With the protractor, the next step is to measure the height of the fence and building. (Problem statistics article 4)
We marked the distance on the ground. Pull a straight line from the fixed point and aim your eyes at the height of the building and the position of the fence vertices.
The first time was the distance between the fixed point and the building of 4.5 meters, the angle between the ground and the top of the building was 68 degrees, and the angle with the top of the fence was 74 degrees.
The 74-degree angle is observed by the naked eye, because in the angler we made, the angle between the ground and the slash connecting the two points was close to 78.5 degrees.
(11.25\times7=78.5 degrees)
At 5.5 meters, the angle between the ground and the top of the building is 66 degrees and 71 degrees from the top of the fence.
(and so on)
At 7.5 meters, the angle with the bottom is 57 degrees and the angle with the top angle is 62 degrees.
At 9 meters, the angle with the bottom is 52 degrees and the angle with the top angle is 59 degrees.
Frisbee height
2/3x=1.75m
x=21/8
1/3x=0.875m
altogether 1.75+0.875=2.625m≈2.63
Assuming that the ratio of the height of the flying disc to the height of the person is 5:4,
4x=1.80
x=0.45m
5x=2.25m
Assuming that the height of the person jumping up is 1.90m, the ratio of the height of the flying disc to the height of the person is estimated to be 5:3.
3x=1.9
x=0.63
5x=3.15m
The height of this person is changed to 1.85
Assuming that the height of the person jumping up is 1.85m, the ratio of the height of the flying disc to the height of the person is estimated to be 5:4.
4x=1.85
x≈0.46
5x=2.31m
取平均:\frac{2.63+2.25+3.15+2.31}{4}=2.59m
because 2.59<3.57
so most of the time the highest point of the Frisbee is not as high as the fence
Conclusion
This is the situation where the Frisbee is thrown out of the lightest highest point. In other words, even if it is thrown lightly, the frisbee will fly to a height of 2.5 or more. It is very easy to fly out.

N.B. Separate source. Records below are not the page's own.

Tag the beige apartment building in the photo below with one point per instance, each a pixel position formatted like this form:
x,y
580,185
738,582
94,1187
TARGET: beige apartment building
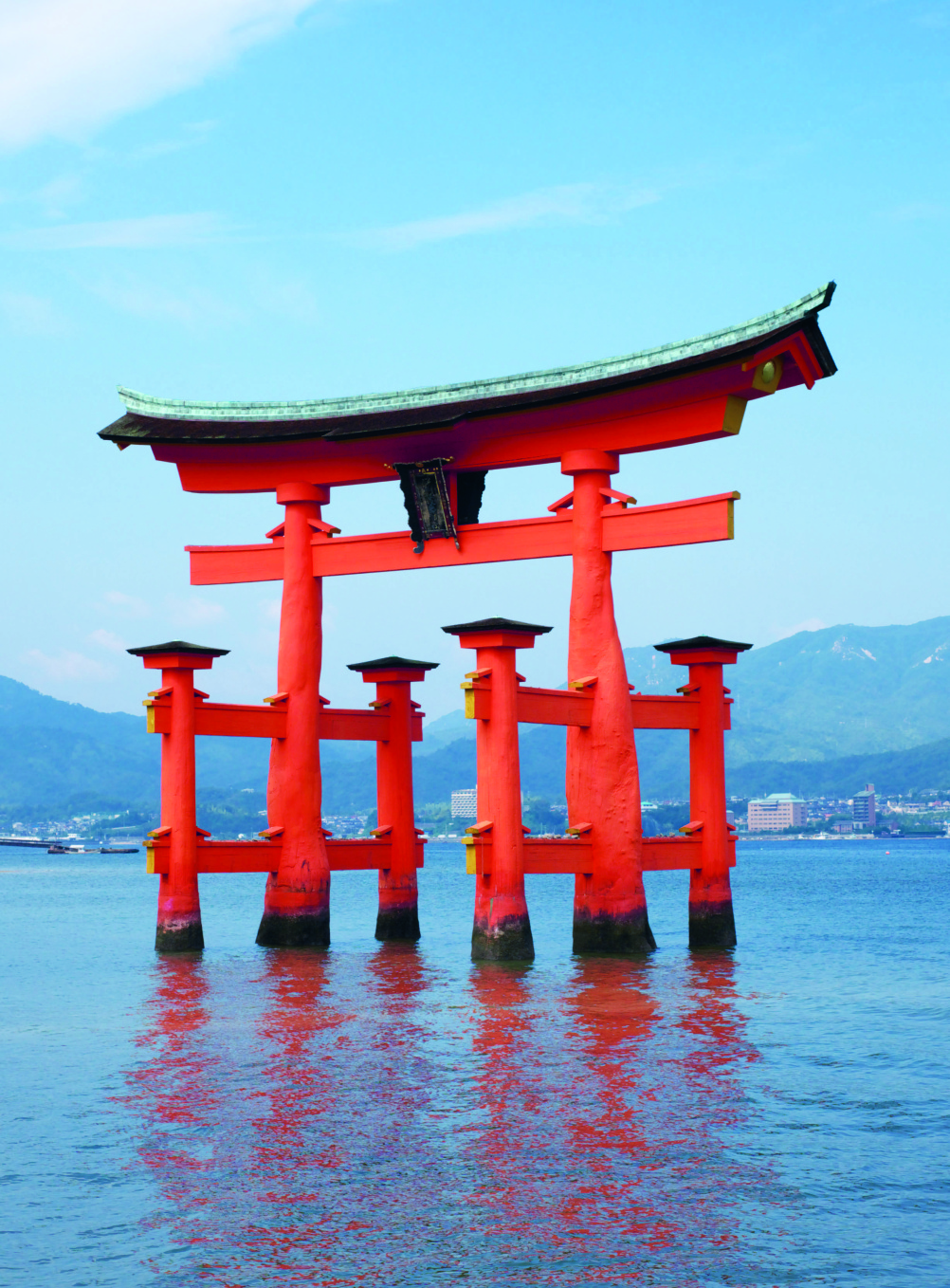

Furthermore, there are too many dangerous accidents that might happened if the frisbees fly out of the fence. So that we can know the fence is not tall enough for avoiding the dangerous accidents by through the frisbee out.
Just like Figure 7, the calculated height is 3.15 meters, so there is a risk of being thrown out of the roof.
According to the problem interpretation, as long as the frisbee has a chance of being thrown out of the rooftop, it is unrealistic to play frisbee on the rooftop.
Errors&Weaknesses
1) Our tools have many limitations.
The line is not necessarily completely straight, and the angle of the “measuring angler” is not necessarily a complete right angle.
2) Due to paper and drawing tools limitations, we cannot accurately calculate each degree when making a scaler, resulting in errors.
(Our tool only has round gauges and scaleless rulers)
3) Assumptions may not be established, such as uneven ground or building is not vertical.
4) At that time when measuring data, we could not go up to the roof to put a line down, not so long line. Viewing with your eyes can produce errors.
5) My height estimate is not accurate enough. In fact, I could measure the height of a few more landmark buildings at that time, so as to reduce the error caused by visual observation.
Summary
According to all above, our conclusion is we can’t play frisbee on the rooftop, it is very easy for the frisbee to fall from the rooftop, it will cause safety accidents.